Our Process for Shipping Fast Without Breaking Things
"Move fast and break things" was fine for Facebook in 2009. In 2024, users expect reliability. But that doesn't mean you have to move slowly. Here's how we balance velocity with stability.
The false dichotomy
Many teams believe there's an inherent tradeoff:
- Move fast → break things
- High quality → move slowly
We reject this premise. With the right systems and culture, you can ship quickly and maintain quality. Here's how.
Principle 1: Invest in automation upfront
Every hour spent on automation returns tenfold. Our baseline for any project:
CI/CD pipeline (day one)
# Minimum viable pipeline
on: [push, pull_request]
jobs:
quality:
steps:
- lint # Catch style issues
- typecheck # Catch type errors
- test # Catch logic errors
- build # Ensure it builds
deploy:
needs: quality
if: github.ref == 'refs/heads/main'
steps:
- deploy-to-stagingThis catches 80% of issues before anyone reviews code.
Automated previews
Every pull request gets a preview deployment. Reviewers can actually use the feature, not just read the code.
Database migrations
Automated and tested. No manual SQL scripts in production.
Principle 2: Small, frequent deployments
The data is clear: smaller deployments are safer deployments.
| Deployment size | Rollback rate | Mean time to recovery |
|---|---|---|
| Large (weekly) | 15-20% | 4+ hours |
| Medium (daily) | 5-10% | 1-2 hours |
| Small (continuous) | 1-3% | 5-15 minutes |
We deploy to production multiple times per day.
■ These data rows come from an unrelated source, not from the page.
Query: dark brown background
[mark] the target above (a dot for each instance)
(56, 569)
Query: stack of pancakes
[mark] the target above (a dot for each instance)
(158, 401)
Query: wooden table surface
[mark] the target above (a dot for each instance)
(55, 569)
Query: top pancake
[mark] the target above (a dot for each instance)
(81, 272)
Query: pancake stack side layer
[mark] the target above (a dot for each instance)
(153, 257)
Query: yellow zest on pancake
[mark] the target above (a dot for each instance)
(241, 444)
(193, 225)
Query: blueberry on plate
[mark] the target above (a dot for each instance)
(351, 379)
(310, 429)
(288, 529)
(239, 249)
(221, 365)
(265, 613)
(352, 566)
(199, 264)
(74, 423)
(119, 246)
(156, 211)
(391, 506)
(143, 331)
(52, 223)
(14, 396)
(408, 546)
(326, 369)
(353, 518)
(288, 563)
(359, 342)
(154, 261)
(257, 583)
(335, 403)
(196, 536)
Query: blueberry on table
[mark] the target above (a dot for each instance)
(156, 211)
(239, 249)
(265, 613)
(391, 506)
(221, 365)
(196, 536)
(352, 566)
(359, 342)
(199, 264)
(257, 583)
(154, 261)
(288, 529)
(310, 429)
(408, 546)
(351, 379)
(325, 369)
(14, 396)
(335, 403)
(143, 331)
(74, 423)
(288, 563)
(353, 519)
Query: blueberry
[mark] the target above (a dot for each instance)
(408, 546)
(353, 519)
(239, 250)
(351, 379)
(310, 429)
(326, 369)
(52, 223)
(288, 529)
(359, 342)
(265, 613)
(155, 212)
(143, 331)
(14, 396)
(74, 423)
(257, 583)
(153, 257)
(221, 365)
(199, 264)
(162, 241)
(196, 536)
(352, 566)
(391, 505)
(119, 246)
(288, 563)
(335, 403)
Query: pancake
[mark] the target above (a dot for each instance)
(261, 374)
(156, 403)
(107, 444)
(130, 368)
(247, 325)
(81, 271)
Each deployment is small enough to understand and quick to rollback if needed.
How we make this work
- Feature flags — New features deploy dark, enable when ready
- Trunk-based development — Short-lived branches, frequent merges
- Automated testing — Confidence to deploy without fear
- Monitoring — Know immediately when something's wrong
Principle 3: Testing strategy that makes sense
Not all tests are created equal. We follow the testing trophy, not the pyramid:
┌──────────────┐
│ E2E Tests │ Few but critical paths
└──────────────┘
┌──────────────────────┐
│ Integration Tests │ Where most bugs hide
└──────────────────────┘
┌──────────────────────────┐
│ Unit Tests │ Fast, isolated
└──────────────────────────┘
┌──────────────────────────────┐
│ Static Analysis │ Types, linting, etc.
└──────────────────────────────┘
Our testing rules
- Write tests for things that would be embarrassing to break — auth, payments, core flows
- Integration over unit for complex logic — test the behavior, not the implementation
- E2E for critical user paths — signup, purchase, core workflow
- Static analysis catches the rest — TypeScript, ESLint, Prettier
Principle 4: Code review that doesn't bottleneck
Code review is essential but often becomes a blocker. Our approach:
Size matters
< 200 lines → Reviews in hours
200-400 lines → Reviews in a day
> 400 lines → Should probably be split
We enforce this with tooling. Large PRs require justification.
Focus on what matters
Reviewers should focus on:
- ✅ Logic correctness
- ✅ Edge cases
- ✅ Security implications
- ✅ Architecture/patterns
- ✅ Missing tests for important paths
Reviewers should not focus on:
- ❌ Formatting (automated)
- ❌ Style nitpicks (configured in linter)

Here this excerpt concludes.